Saturday, September 13, 2014

I'm back.

Hello everyone!

I'm officially back. Back in Newcastle. Back at uni. Back-I hope- on the blog.
I know it's been a long time since I've last written but in the past few weeks life has been overwhelming.

Israel was a life-changing experience. I met wonderful people with whom I shared a unique connection.







I saw incredible places and breathtaking landscapes. 





I lived in a country at war, confronted myself with the ethical and human issues which came with it. 
I travelled alone, I pushed the boundaries of my comfort zone to an extent I would never think possible, I healed my soul scarred from a (now I know) unhealthy relationship. I might have even found some much needed self confidence. 

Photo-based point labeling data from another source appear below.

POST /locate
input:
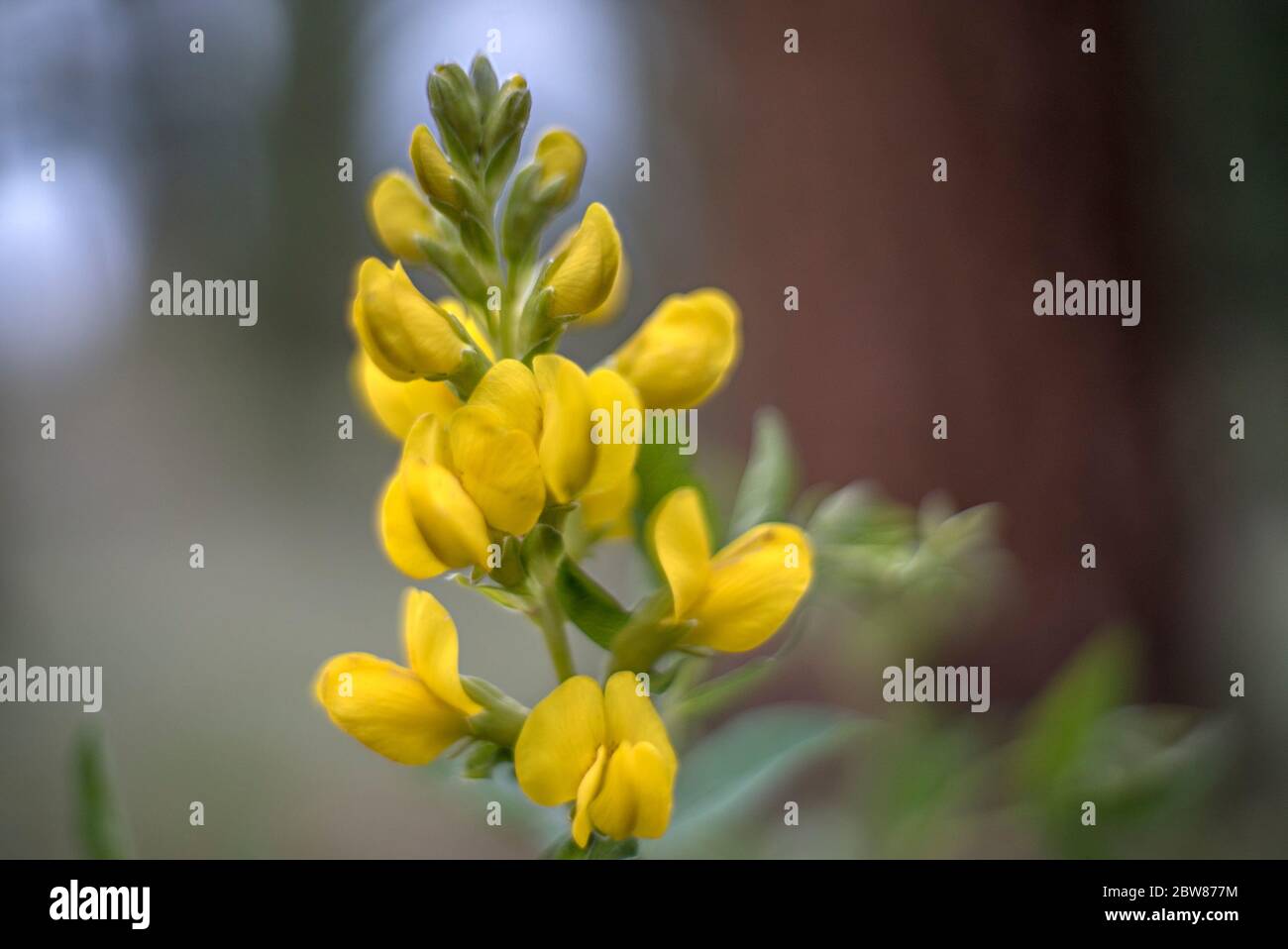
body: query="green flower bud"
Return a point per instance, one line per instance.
(456, 108)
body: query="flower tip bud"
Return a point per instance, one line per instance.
(562, 159)
(399, 217)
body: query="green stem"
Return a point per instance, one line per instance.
(550, 618)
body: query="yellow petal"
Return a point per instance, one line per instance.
(510, 391)
(386, 707)
(404, 334)
(426, 442)
(616, 300)
(498, 468)
(566, 452)
(397, 404)
(561, 155)
(684, 352)
(610, 397)
(403, 545)
(584, 273)
(429, 638)
(400, 217)
(755, 584)
(433, 170)
(635, 799)
(587, 792)
(446, 516)
(561, 741)
(610, 510)
(631, 717)
(679, 537)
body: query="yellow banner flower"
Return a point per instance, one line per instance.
(434, 172)
(428, 522)
(400, 217)
(404, 334)
(742, 595)
(574, 464)
(561, 156)
(408, 715)
(397, 404)
(583, 274)
(684, 351)
(493, 446)
(605, 751)
(616, 300)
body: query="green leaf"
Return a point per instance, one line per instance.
(730, 770)
(661, 469)
(769, 480)
(596, 849)
(542, 549)
(103, 833)
(724, 690)
(591, 608)
(1059, 725)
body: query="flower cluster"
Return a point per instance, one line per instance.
(501, 481)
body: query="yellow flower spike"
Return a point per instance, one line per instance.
(404, 334)
(434, 172)
(473, 329)
(561, 154)
(493, 447)
(432, 645)
(583, 275)
(399, 217)
(449, 519)
(403, 544)
(616, 300)
(566, 450)
(684, 351)
(510, 390)
(678, 535)
(498, 468)
(561, 741)
(408, 715)
(742, 595)
(608, 752)
(397, 404)
(428, 522)
(614, 462)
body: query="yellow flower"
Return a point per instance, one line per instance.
(572, 462)
(493, 447)
(742, 595)
(583, 274)
(428, 522)
(434, 172)
(608, 511)
(561, 155)
(408, 715)
(608, 752)
(399, 217)
(397, 404)
(404, 334)
(684, 352)
(616, 299)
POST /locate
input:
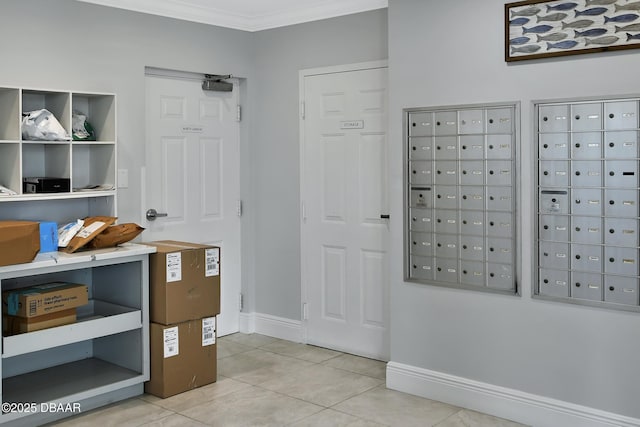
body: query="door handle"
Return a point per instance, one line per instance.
(152, 214)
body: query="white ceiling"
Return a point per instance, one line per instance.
(247, 15)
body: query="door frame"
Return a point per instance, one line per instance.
(336, 69)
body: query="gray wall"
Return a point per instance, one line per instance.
(280, 54)
(448, 53)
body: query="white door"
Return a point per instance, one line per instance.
(192, 176)
(344, 193)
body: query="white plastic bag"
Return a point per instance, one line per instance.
(41, 125)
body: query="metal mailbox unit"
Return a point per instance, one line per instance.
(587, 206)
(460, 199)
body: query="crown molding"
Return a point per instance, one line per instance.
(297, 13)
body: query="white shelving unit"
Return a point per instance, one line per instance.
(101, 358)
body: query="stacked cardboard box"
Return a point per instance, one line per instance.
(184, 300)
(42, 306)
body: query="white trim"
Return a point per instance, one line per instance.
(527, 408)
(272, 326)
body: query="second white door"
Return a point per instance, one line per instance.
(345, 227)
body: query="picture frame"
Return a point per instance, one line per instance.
(544, 29)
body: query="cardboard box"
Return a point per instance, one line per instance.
(183, 357)
(44, 299)
(184, 282)
(13, 325)
(19, 241)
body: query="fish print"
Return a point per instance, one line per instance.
(630, 6)
(530, 11)
(552, 17)
(554, 37)
(567, 44)
(537, 29)
(599, 2)
(629, 17)
(563, 6)
(532, 48)
(602, 40)
(632, 27)
(594, 32)
(518, 21)
(519, 40)
(583, 23)
(591, 12)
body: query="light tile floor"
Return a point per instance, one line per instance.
(264, 381)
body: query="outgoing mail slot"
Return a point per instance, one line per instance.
(586, 145)
(553, 228)
(621, 145)
(421, 244)
(500, 276)
(621, 232)
(420, 173)
(499, 250)
(472, 172)
(499, 147)
(499, 120)
(621, 290)
(420, 220)
(621, 203)
(621, 173)
(587, 230)
(554, 173)
(500, 224)
(471, 121)
(586, 258)
(586, 116)
(553, 118)
(446, 147)
(554, 146)
(446, 197)
(472, 248)
(499, 199)
(586, 286)
(472, 273)
(446, 123)
(586, 201)
(420, 124)
(554, 202)
(446, 270)
(586, 174)
(621, 115)
(623, 261)
(421, 148)
(446, 221)
(471, 147)
(446, 173)
(472, 223)
(421, 197)
(553, 255)
(421, 267)
(499, 172)
(553, 283)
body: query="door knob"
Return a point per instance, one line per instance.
(152, 214)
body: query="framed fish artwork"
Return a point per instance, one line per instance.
(542, 29)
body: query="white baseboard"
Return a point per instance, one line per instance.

Most of all, I found myself. Somehow, in the past 2 years I have lost some fundamental pieces of my identity. The drive to be the best I could possibly be. Writing. My dreams of travelling. 
The past 2 months brought them all back and, more importantly, I have learnt to accept myself as I am (maybe not entirely, but I'm getting there).


Coming back to Newcastle was a huge shock to the system. Everything was different: the food, the sky, the people. The air smelt different and I felt once again a stranger in a foreign land. Starting placement in hospital was much harder. I found myself wondering what I was doing, if this was the right choice. Memories of small moments from the summer would resurface without warning and leave me breathless, suspended between tears and laughter. Somedays I need to pinch myself that this summer was real and not a beautiful dream. 


Coming back was good too. Moving into the new beautiful flat with Aaron and Claudia, like a small dysfunctional family. Even though we are a bit changed after a summer of adventures, our bond hasn't, which is very precious to me. 
They spoiled me rotten for my birthday!

Catching up with friends and seeing the warmth they welcome you back with. Meeting new people in the hospital. The Great North Run weekend with my parents. 


Placement itself is exciting! After the first week, I am starting to enjoy it although it's tiring. It makes me realise that this is the job I want to do, and somehow this knowledge is helping to settle back in. 

Yes, I miss Israel. Yes, somedays I wish I was still there. I miss the people I've met there. But for now my place is here in Newcastle, studying medicine.